Ils l’aimaient cet oiseau du printemps plus que le coucou trop vagabond ou que le fantomatique rossignol.

Ils l’aimaient parce qu’en même temps qu’ils l’entendaient faire ses interminables gammes, eux, les hommes, respiraient de nouveau le parfum de l’ail sauvage, …

Enfin, ils l’aimaient, cet oiseau de terre, couleur du calcaire des Etoiles de vigne car il appartenait également au ciel.

Une écriture qui émerveille le regard.

La Mère, dans un effort magnifique pour convaincre Élise de manger les légumes qui, croit-elle, conduiront la jeune femme sur le chemin de la guérison, s’efforce de déjà présenter le fruit de son travail au jardin, en composition artistique.

Cette première composition légumière ne fut pas facile à réaliser.

Elle plaçait un légume, le déplaçait, se reculait pour prendre du champ, le remettait à sa première place, n’était pas satisfaite, posait d’autres légumes sur le devant du panier. …

La Mère se recula de deux pas, buta sur la table, se fit mal aux fesses, trouva que c’était beau.

De la lumière filtrée par les petits carreaux de la fenêtre, elle s’en était faite une alliée. Elle donnait du vermillon aux fraises, habillait d’un beige brillant les pommes de terre, diluait le rose tendre des carottes.

Une écriture qui flatte les papilles. Un superbe passage dans la cave du Père. Il s’agit de faire déguster le vin à des touristes allemands. Il s’agit surtout, pour le Père, de transmettre son savoir et son amour du métier de vigneron, à Elise. De lui donner les moyens et la possibilité d’entrer vraiment dans la famille.

Puis après que la gorgée fut descendue dans le gosier, il parla d’un ton étonné. Elise traduisit :
- Oui, il a retrouvé la noix et dit-il, le curry ! Mais… ?
- Très bien ! répondit le Père un peu trop vite. Mais… ?
- Il s’étonne que les arômes restent nichés dans son arrière-gorge. D’autres remontent par le nez. Il remarque aussi que tous ces parfums persistent et deviennent son haleine, sa propre haleine …

Une écriture qui porte à manger de la terre.

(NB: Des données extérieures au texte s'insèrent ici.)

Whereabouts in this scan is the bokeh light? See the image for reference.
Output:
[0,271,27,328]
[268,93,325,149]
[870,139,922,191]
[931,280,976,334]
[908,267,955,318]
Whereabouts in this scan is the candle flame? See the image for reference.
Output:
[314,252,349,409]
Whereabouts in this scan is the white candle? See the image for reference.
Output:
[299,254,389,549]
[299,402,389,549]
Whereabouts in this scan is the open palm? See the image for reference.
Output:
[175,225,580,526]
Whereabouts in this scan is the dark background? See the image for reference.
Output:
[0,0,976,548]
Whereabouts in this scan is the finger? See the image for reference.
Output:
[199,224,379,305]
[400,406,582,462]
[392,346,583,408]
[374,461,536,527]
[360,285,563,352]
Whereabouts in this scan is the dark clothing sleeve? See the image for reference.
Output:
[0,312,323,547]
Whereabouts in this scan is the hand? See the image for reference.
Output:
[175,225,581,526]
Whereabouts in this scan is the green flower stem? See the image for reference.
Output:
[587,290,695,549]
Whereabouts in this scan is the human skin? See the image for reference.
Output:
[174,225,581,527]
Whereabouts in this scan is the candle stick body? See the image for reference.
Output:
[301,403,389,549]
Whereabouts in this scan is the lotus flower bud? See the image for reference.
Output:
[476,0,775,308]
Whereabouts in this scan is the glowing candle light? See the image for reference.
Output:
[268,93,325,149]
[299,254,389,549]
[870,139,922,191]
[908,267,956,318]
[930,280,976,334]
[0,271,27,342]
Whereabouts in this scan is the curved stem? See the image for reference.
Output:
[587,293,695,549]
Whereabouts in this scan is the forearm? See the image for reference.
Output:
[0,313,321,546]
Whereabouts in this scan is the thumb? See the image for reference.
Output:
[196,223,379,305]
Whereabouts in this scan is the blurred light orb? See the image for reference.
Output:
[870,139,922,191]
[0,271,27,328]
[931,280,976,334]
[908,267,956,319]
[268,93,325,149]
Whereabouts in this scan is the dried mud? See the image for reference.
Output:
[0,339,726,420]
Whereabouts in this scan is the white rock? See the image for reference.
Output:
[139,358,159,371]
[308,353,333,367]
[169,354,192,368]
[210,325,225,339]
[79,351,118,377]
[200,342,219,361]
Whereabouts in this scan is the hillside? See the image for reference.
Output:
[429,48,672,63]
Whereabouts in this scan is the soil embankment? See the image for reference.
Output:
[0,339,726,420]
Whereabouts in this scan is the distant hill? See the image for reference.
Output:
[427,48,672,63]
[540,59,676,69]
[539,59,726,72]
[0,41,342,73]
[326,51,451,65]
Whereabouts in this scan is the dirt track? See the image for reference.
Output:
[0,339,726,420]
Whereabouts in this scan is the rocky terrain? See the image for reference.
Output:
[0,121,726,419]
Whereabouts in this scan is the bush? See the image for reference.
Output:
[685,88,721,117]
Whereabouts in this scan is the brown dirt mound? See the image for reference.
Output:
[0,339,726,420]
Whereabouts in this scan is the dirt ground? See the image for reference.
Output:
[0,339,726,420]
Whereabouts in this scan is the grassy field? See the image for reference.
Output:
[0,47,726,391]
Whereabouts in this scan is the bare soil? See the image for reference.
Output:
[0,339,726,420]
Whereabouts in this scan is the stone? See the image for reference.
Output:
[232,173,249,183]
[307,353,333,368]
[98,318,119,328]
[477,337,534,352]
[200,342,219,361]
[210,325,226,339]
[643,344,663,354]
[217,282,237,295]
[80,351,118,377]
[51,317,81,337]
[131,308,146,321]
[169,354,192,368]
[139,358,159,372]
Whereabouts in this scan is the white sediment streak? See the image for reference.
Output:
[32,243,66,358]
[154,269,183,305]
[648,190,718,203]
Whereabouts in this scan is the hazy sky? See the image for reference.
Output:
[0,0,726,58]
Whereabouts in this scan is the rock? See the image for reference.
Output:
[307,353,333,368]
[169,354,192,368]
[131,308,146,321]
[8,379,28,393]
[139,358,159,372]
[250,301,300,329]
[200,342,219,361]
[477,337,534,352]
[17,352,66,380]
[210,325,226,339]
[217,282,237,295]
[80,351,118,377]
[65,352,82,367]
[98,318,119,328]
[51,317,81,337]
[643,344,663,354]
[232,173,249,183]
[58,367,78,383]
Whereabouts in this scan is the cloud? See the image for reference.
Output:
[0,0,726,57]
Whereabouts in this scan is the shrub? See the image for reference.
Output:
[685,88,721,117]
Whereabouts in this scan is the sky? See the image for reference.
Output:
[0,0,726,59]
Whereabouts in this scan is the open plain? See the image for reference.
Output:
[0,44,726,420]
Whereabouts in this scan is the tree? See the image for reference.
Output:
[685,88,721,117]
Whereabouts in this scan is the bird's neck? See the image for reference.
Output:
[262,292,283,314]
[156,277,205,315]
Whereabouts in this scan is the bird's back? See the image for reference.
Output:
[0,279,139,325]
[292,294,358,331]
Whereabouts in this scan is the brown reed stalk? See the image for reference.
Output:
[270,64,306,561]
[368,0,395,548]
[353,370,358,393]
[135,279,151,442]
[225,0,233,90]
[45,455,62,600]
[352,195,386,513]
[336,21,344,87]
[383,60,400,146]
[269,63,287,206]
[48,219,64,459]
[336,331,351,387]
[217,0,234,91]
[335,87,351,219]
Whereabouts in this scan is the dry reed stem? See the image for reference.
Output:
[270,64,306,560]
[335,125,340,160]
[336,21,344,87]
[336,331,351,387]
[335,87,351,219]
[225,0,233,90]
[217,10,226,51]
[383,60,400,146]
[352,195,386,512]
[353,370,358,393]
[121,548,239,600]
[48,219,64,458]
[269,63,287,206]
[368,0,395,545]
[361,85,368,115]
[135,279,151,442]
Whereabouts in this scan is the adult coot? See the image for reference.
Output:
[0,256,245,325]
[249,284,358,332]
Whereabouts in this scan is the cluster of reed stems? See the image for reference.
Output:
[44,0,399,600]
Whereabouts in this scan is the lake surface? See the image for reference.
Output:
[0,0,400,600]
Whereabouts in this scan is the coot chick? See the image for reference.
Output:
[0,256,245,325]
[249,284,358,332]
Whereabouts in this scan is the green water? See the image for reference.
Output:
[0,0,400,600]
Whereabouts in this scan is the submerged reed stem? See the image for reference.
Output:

- Tu as bien retenu la leçon. Quand j’avais quinze ans, le grand-père Adrien m’avait conduit, déjà, à cet endroit et m’avait dit : « Si tu as envie que la terre te donne ce que tu lui demandes, il faut l’aimer au point de la manger. » Il a pris un fragment de marne, l’a mangé, puis m’en a donné un morceau que j’ai recraché par dégoût. Mais à l’âge de vingt ans, je suis revenu sur le même lieu.

Il brisa la marne en deux parts égales puis il en donna une à Emile en disant :
- Je t’en prie. Fais comme moi.

Il mit la terre sur sa langue, la suça puis l’avala.

Deux roman qui se dégustent, qui se savourent, qui font autant de bien à l’âme, au cœur et aux amoureux de la belle langue, que les légumes de la Mère et que le vin du Père en feront à Elise.